EDITOR'S RESPONSE: This is an Editor's Response to your comment. If you are satisfied with this response, please change the state of this bug to CLOSED. If you have additional information and would like the Editor to reconsider, please reopen this bug. If you would like to escalate the issue to the full HTML Working Group, please add the TrackerRequest keyword to this bug, and suggest title and text for the Tracker Issue; or you may create a Tracker Issue yourself, if you are able to do so. For more details, see this document: http://dev.w3.org/html5/decision-policy/decision-policy.html Status: Rejected Change Description: No change. Rationale: That's because <a name> isn't conforming.
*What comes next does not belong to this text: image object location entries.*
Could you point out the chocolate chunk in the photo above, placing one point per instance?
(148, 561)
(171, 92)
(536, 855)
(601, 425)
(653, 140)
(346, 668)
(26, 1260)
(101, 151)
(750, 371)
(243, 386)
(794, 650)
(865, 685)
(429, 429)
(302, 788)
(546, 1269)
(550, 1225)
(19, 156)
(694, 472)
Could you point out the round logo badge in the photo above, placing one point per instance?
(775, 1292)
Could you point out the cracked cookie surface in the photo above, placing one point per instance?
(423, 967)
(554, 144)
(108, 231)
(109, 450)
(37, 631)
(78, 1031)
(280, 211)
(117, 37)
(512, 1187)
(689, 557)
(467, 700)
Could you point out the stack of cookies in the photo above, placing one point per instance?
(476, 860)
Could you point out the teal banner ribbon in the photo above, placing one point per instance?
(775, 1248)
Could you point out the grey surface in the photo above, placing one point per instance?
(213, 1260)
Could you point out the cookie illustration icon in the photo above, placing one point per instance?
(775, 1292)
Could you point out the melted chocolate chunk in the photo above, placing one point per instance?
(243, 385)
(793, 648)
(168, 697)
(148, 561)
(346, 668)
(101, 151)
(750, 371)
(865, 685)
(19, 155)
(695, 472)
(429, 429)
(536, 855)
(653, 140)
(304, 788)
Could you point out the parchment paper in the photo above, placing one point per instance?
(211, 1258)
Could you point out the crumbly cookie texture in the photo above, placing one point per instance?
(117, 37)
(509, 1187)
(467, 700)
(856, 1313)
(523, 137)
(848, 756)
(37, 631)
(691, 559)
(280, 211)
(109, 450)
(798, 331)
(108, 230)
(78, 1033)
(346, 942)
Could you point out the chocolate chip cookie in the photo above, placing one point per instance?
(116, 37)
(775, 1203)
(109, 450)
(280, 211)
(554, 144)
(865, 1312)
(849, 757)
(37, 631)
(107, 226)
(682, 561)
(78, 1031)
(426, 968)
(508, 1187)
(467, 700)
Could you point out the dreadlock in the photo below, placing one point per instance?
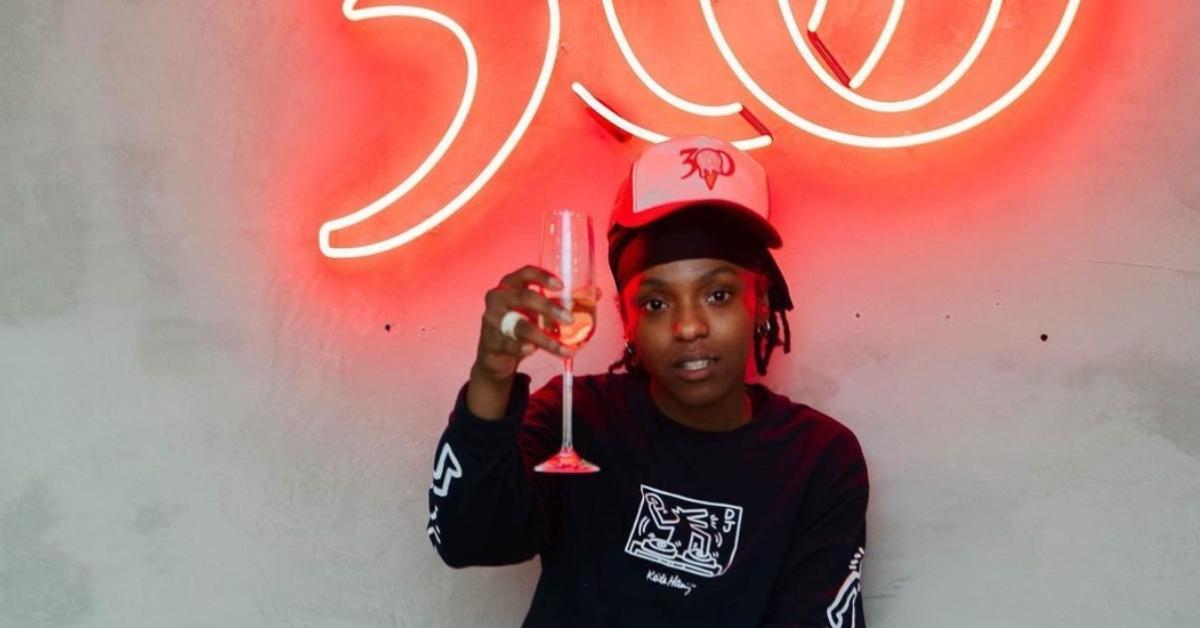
(765, 339)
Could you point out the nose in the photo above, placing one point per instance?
(690, 323)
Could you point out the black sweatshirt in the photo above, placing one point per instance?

Oughtn't the reference to the "name" attribute be removed from the algorithm, in that case? It's still there, as of the 17 May 2013 nightly draft. (http://drafts.htmlwg.org/html/master/browsers.html#the-indicated-part-of-the-document) (In reply to comment #1) > The documentation you seek is at > http://www.w3.org/html/wg/drafts/html/master/obsolete.html#obsolete in the > paragraph starting "Authors should not specify the name attribute on a > elements."
Robert, the specification has two sets of requirements: 1) Requirements for page authors. In this case that's "Do not use <a name>". 2) Requirements for UA implementors. In this case that's the text you quote in comment 0. The text for UA implementors can't go away, since there are lots of existing sites, dating back well over a decade now, that depend on that behavior.